The sailors were taken early Saturday to the Turkish Embassy in Abuja, Nigeria under strict security.
Turkish Ambassador Melih Ulueren and other officials welcomed the seamen who were kidnapped after their Liberian-flagged ship was hijacked by pirates.
The crew was rescued Friday and brought back to Turkey via a Turkish Airlines flight.
They were welcomed by their families and Turkish Foreign Minister Mevlut Cavusoglu at Istanbul Airport.
Arriving their homeland after being captive for 21 days, Captain Mustafa Kaya told reporters: “We have gained our freedom after 21 days, now we are happy to meet our families. [The feeling of] Turning back to our country cannot be described by words.”
Kaya thanked Turkish President Recep Tayyip Erdogan, Foreign Minister Cavusoglu, and Ambassador Ulueren for their help.
“They made all kinds of sacrifice they could. Also, our company was always with us in these negotiations by being extremely careful,” he said.
Stating that they had an adventurous period in the forest under harsh conditions for 21 days, Kaya said they were kept in the same environment with reptiles and dangerous animals.
“We were always under the custody of armed people. But we were not exposed to any physical violence and treatment,” he said, adding that sometimes they had a hard time psychologically.
Kaya said the pirates were persuaded through negotiations conducted by the representatives of their company, Borealis, in Germany and the UK.
Unsal Dilsiz, another sailor, said one Azerbaijani sailor among them was killed and he regretted the incident, condoling with his family.

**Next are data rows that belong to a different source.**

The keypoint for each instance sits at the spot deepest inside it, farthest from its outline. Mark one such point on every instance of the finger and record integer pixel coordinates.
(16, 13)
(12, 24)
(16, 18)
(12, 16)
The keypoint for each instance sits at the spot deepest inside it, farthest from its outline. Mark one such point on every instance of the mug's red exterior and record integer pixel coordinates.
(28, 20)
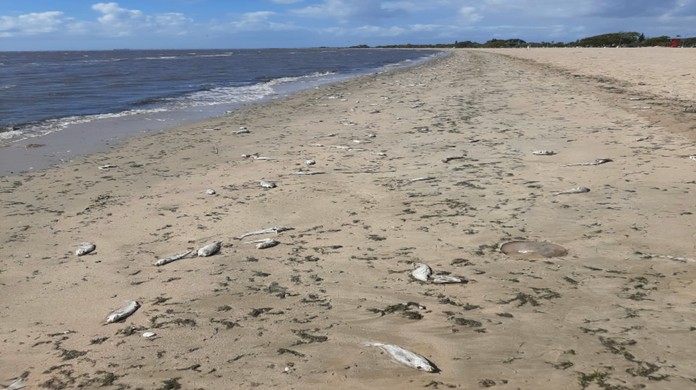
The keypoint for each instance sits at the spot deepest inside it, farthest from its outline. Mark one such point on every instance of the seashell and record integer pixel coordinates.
(122, 313)
(422, 272)
(210, 249)
(85, 248)
(406, 357)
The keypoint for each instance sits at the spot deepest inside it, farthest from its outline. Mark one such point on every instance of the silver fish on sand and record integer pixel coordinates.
(446, 279)
(598, 161)
(450, 158)
(16, 385)
(265, 243)
(85, 248)
(576, 190)
(172, 258)
(275, 229)
(423, 178)
(309, 173)
(406, 357)
(125, 311)
(267, 184)
(210, 249)
(422, 272)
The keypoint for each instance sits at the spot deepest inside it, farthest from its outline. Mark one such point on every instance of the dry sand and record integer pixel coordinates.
(617, 312)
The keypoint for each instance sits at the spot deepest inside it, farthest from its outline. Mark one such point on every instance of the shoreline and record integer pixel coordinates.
(97, 135)
(433, 164)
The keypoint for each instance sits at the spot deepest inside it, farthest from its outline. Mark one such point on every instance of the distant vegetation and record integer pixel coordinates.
(618, 39)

Prior to the sailors’ arrival to Turkey, Cavusoglu announced the return journey on Twitter late Saturday. “We are waiting for you with your families,” he said.
In the attack, 15 of Mozart’s crew of 19 were abducted on Jan. 23. One, an Azerbaijani national, was killed.
Following the attack, the ship anchored in nearby Port-Gentil, but with only three surviving crew members on board. They were taken on Jan. 30 to Turkey.
The vessel was managed by Borealis Maritime, a firm based in London and Hamburg, Germany.